Milkweed touted as oil-spill super-sucker — with butterfly benefits

A Quebec company is taking a unique approach to cleaning up oil spills by producing the world's only industrial crop of milkweed that will be used as new kind of absorbent. And there's a bonus: growing more milkweed also helps conserve the habitat-stressed monarch butterfly.

Low-cost fibre sought by Parks Canada and habitat-stressed monarchs

The white fibres often seen floating in the fall breeze are able to absorb four times more oil than polypropylene, the artificial product now used to clean up spills. (M. Spencer Green/Associated Press)

A Quebec company is taking a unique approach to cleaning up oil spills by producing the world's only industrial crop of milkweed, which will be used as new kind of absorbent. 

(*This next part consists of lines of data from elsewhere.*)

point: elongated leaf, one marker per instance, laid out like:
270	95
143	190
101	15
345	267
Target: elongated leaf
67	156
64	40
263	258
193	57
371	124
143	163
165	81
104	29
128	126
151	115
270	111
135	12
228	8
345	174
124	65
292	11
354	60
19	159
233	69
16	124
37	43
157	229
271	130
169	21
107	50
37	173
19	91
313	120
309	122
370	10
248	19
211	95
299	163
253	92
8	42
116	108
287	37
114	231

Franç​ois Simard, creator of Protec-Style, has a contract with Parks Canada to supply national parks with oil-spill kits. The kits come with various sizes of absorbent tubes filled with milkweed fibre.

Simard says milkweed has a unique ability to repel water, which makes it perfect for oil spills on land or water.

"You can leave an absorbent [milkweed] sock in water and it will only absorb the oil. It's very unique in nature to have fibres like that," said Simard in an interview at his factory in Granby, Que. 
Franç​ois Simard, creator of Protec-Style, holds one of his absorbent milkweed-fibre oil-spill cleanup kits. (Margo McDiarmid/CBC)

Milkweed has long been considered a rural pest. But Simard, a former chemical engineer, says the plant's unusual qualities caught his interest.

The white fibres that you can often see floating in the fall breeze are light and hollow and able to absorb four times more oil than polypropylene, the artificial product now used to clean up spills.

Simard has set up a co-operative of 20 farmers in Quebec to grow 325 hectares of milkweed. He says there are another 35 growers on a waiting list.

Low-cost spill cleanup

After the milkweed is harvested, the fibres are separated from pods and seeds and then stuffed into absorbent "socks" or tubes at Simard's factory.

Each kit can absorb 200 litres of spilled oil.

"It's less expensive to use milkweed to collect the oil that was spilled in nature because you have more capacity, you need less absorbent, therefore there is less of a cost of disposal," said Simard.
A comparison shows how much milkweed material, right, and polypropylene, centre, would be needed to fully absorb a spill of the diesel oil in the container on the left. (Margo McDiarmid/CBC)

Parks Canada is interested in the milkweed spill kits because they fit with its mandate for environmental stewardship, says Mikailou Sy, who is head of environmental management for Parks Canada. The contract is worth $186,651 and will supply 50 national parks

The kits will be set up near where park wardens fill up their vehicles and in work yards where petroleum products are used. Staff will be asked to use the milkweed first to assess how well it works.

"Each time there is a spill, however minor it is, our people will be instructed to use this product first and to see whether it is more effective than the product they used before," said Sy in an interview with CBC.

There is also an added environmental benefit.

Habitat for monarchs

Milkweed plants are the only place where the orange and black monarch butterfly lays its eggs. The monarchs, some of which migrate a gruelling 3,000 kilometres every year from Canada to Mexico, are in steep decline. It's partly because milkweed, which is both a habitat and food source for the monarch caterpillar, is being destroyed by pesticides.
A monarch butterfly that Franç​ois Simard has named Bob perches on his arm. Demand for Simard's oil-spill kits means more milkweed crops that are beneficial for the butterflies. (Margo McDiarmid/CBC)

There's a growing movement in North America to plant milkweed along the migration route to help the disappearing butterfly. Last year, the leaders of Canada, Mexico and the U.S. signed an agreement to make greater efforts to protect the butterfly.

Simard says that's why his crop has added environmental benefit.

"The more milkweed we grow, the more monarchs we're going to see."

Simard, says this year's small milkweed crop in Quebec's Mauricie region was an example of what could happen.

"There were so many butterflies in the field that people on the road … had to stop," he says. "They were wondering what was happening. It was just growing 20 hectares that made the whole difference."

Simard is also working on plans to produce and test milkweed fibres for cold weather insulation with winter clothing manufacturer Chlorophylle.

But in the meantime, his small factory is busy filling up the milkweed oil spill kits that will be sent out to national parks this winter.

"It's very useful, and Mother Nature will thank us for it."